Павлово богословие не знает пустоты как цели. Оно знает полноту: «Дабы вы исполнились всею полнотою Божиею» (Еф. 3:19). Оно знает наполнение: «Исполняйтесь Духом» (Еф. 5:18). Оно знает преизбыток: «Благодать Господа нашего Иисуса Христа открылась во мне преизбыточно» (1 Тим. 1:14). Даже когда апостол говорит о кеносисе, о самоопустошении Христа (Флп. 2:7), это опустошение оказывается не целью, но средством – Христос опустошил Себя, чтобы наполнить нас.

Вот где обнажается фундаментальное противоречие между апофатической традицией и апостольским благовестием. Апофатика ведет к пустоте, к отсутствию, к ничто, облекая это в возвышенные термины вроде «божественная тьма», «сверхсущественное небытие», «пустота, которая есть полнота». Но игра словами не меняет сути: цель апофатического пути – это состояние, в котором исчезают все определения, стираются все различия, растворяются все границы. Это нирвана буддистов под христианскими одеждами.

Вопрос, который разделяет два пути и обнажает различие в самом их основании: «Кто я есть?» Апофатическая традиция отвечает: «Ты носитель божественной природы, которую нужно обнаружить через отрицание всего временного и относительного». Писание отвечает: «Если ты возрожден, то ты – новое творение во Христе, дух твой соединен с Его Духом, ты посажен на небесах, ты имеешь ум Христов – не как потенциал, который нужно актуализировать, но как реальность, которую нужно осознать».

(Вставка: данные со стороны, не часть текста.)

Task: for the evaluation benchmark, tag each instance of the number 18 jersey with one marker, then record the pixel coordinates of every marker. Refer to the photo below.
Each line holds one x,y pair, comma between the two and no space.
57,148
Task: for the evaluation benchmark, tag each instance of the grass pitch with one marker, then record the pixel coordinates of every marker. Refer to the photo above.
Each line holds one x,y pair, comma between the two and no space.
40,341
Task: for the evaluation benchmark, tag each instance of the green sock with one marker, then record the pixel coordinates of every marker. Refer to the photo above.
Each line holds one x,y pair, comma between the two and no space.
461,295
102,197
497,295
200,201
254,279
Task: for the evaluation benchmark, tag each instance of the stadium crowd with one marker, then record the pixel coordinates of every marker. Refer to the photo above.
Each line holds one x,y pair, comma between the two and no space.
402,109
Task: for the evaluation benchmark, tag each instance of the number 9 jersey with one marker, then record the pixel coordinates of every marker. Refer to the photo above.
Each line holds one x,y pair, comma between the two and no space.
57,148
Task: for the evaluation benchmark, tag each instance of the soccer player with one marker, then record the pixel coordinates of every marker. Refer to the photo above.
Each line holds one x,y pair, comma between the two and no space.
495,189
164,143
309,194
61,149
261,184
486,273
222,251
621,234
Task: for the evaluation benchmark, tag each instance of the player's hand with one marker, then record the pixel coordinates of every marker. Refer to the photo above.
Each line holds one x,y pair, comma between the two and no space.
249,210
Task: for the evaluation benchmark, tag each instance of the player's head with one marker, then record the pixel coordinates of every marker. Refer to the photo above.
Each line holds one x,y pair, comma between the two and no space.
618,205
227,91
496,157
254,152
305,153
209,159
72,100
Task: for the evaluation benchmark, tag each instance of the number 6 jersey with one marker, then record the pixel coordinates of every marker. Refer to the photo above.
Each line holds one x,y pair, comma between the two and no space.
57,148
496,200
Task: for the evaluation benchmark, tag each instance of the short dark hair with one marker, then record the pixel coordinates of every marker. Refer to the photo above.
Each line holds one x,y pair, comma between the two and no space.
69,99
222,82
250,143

Выбор между этими ответами определяет не только богословскую позицию, но и саму судьбу души. Один путь ведет к пустоте, которую можно обнаружить в любой религиозной традиции – к безличному Абсолюту, к растворению в божественной бездне, к нирване под христианским именем. Другой путь ведет ко Христу – к конкретной Личности, к личному союзу, к полноте любви, которая не упраздняет человеческую личность, но утверждает ее в вечности.